Today the FX news winner has been the Japanese yen. The currency has managed to go ‘down’ in style this morning. It fell to a fresh 32-month low against the dollar and nearly a three-year low against the EUR, following the BoJ Governor Shirakawa’s decision to leave his post a tad earlier than presumed. However, it was probably the implication that he was pushed by the government that drove the yen to establish such an early low.
Governor Shirakawa has indicated that he will step down on March 19, three-weeks earlier than was scheduled. Abe’s government is expected to choose a governor with a dovish tint. This would allow the individual to be more ‘amenable to the governments plans for aggressive monetary easing to stimulate the Japanese economy.’ Prime Minister Shinzo Abe is expected to present his candidate for the governorship to the opposition parties after a visit to the US this month.
Japanese Vice-Finance Minister Yamaguchi has so far indicated that the BoJ’s policy tools are sufficient for now, suggesting no quick push for the foreign bond purchases previously suggested by the ruling party. This is certainly an idea that many of Japans G10 cohorts will not be happy with. Proactively weakening ones owns currency could be seen as been too aggressive, a line drawn in the sand ahead of a ‘currency war.’
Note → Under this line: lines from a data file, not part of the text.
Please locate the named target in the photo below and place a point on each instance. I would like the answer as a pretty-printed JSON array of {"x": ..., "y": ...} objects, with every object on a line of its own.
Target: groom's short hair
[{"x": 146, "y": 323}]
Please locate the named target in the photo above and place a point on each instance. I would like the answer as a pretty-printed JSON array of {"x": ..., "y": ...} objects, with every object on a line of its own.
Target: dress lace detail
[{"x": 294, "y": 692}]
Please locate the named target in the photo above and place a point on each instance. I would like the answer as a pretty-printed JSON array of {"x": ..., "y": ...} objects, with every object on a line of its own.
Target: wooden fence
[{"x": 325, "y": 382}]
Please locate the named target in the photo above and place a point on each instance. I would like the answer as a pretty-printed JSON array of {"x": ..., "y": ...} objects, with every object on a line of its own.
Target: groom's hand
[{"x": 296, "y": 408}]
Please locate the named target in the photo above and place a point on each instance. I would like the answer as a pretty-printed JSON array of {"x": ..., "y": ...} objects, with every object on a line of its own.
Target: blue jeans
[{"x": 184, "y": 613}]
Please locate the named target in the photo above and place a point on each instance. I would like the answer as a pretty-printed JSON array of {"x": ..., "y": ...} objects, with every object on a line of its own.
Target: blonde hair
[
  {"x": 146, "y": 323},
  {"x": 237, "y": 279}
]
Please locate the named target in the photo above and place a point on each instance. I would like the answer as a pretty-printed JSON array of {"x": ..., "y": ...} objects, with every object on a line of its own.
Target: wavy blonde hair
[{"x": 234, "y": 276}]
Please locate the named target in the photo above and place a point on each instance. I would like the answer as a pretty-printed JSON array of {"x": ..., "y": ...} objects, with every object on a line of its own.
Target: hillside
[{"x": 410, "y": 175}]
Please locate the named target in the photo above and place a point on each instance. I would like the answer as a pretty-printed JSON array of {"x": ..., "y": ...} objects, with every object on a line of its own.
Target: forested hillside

Not as ‘hot a topic’ is the Spanish and Italian bond yields edging higher in the European session on their open. It seems that investors remain concerned about further political fallout from both of these countries. We are now talking about the political stability of two of the most dominant of the Euro-periphery countries, Spain and Italy. This has certainly put the long EUR bulls on high alert again so far this morning.
The dominant question being asked by the market ahead of the ECB meeting on Thursday is whether the current EUR value is too high? The market is certainly hearing from the Euro-exports corner, but what can Draghi from the ECB do or say, if anything, to walk the currency value lower? Will he mention the currency directly? When asked about currencies, he usually sticks to the G20 statement. Phrases that frankly indicate that the single unit is too strong most likely will not be used. However, statements on the development of the Euro exchange rate and the effects on growth and inflation cannot be excluded. If he wants to push the EUR significantly lower, just mention the Spanish problems and how they make one so nervous. But they are a conservative bunch at the ECB and not the swiftest in making changes. Draghi may say that the current EUR value reflects confidence in the Euro-zone. This is the region “get out of jail card.”
The KOF Swiss business situation index rose to its highest level in 10-months this morning, with most companies surveyed (6k) reporting a “substantial improvement in their situation.” It seems that companies are content with the 2013 trend thus far, and do not plan to be cutting too many jobs. Even the EUR/CHF (1.24) crate of late has had a minimal impact on business sentiment. Machinery companies plan to boost production and are less likely to cut staff. Unlike the financial industry, who, despite being optimistic, are planning some large global staff cutting (UBS 10k staff).
So far, we have witnessed better than expected PMI levels and rising commodity prices. Combined, both would suggest a “continuing acceleration in global industrial production momentum.” That said, the FX market remains an assortment of peculiar stories rather than a high correlation “risk-on” trade. Under normal circumstances, usually better growth would continue to bolster the EUR, while via higher core-yields, and hurt the JPY. Just like the recent dovish statements from the RBA is hurting the AUD outright despite better global growth. These are some of the 2013 trends that are expected to continue short-term.
Markets are beginning to look overbought again as bullish opinion about the ‘single unit’ has been called into question. Any investor that happened to miss the most recent EUR uptick is expected to sit on the sidelines and patiently wait for another opportunity. The speed at which new cracks are appearing in the Euro-zone, perhaps this waiting period may not be that long.
With US treasury yields on the rise and a speculative market short on dollars certainly is a combination that should suit the “big dollar” bull. Tomorrows ECB meet and a Spanish bond auction is beginning to suppress traders will to take on new positions. EUR leakage to the left hand side cannot be ruled out. Best bet is to witness further consolidation between 1.35-1.36. Larger vanilla options at 1.35, 1.3530 and 1.36 should keep the range-bound interesting!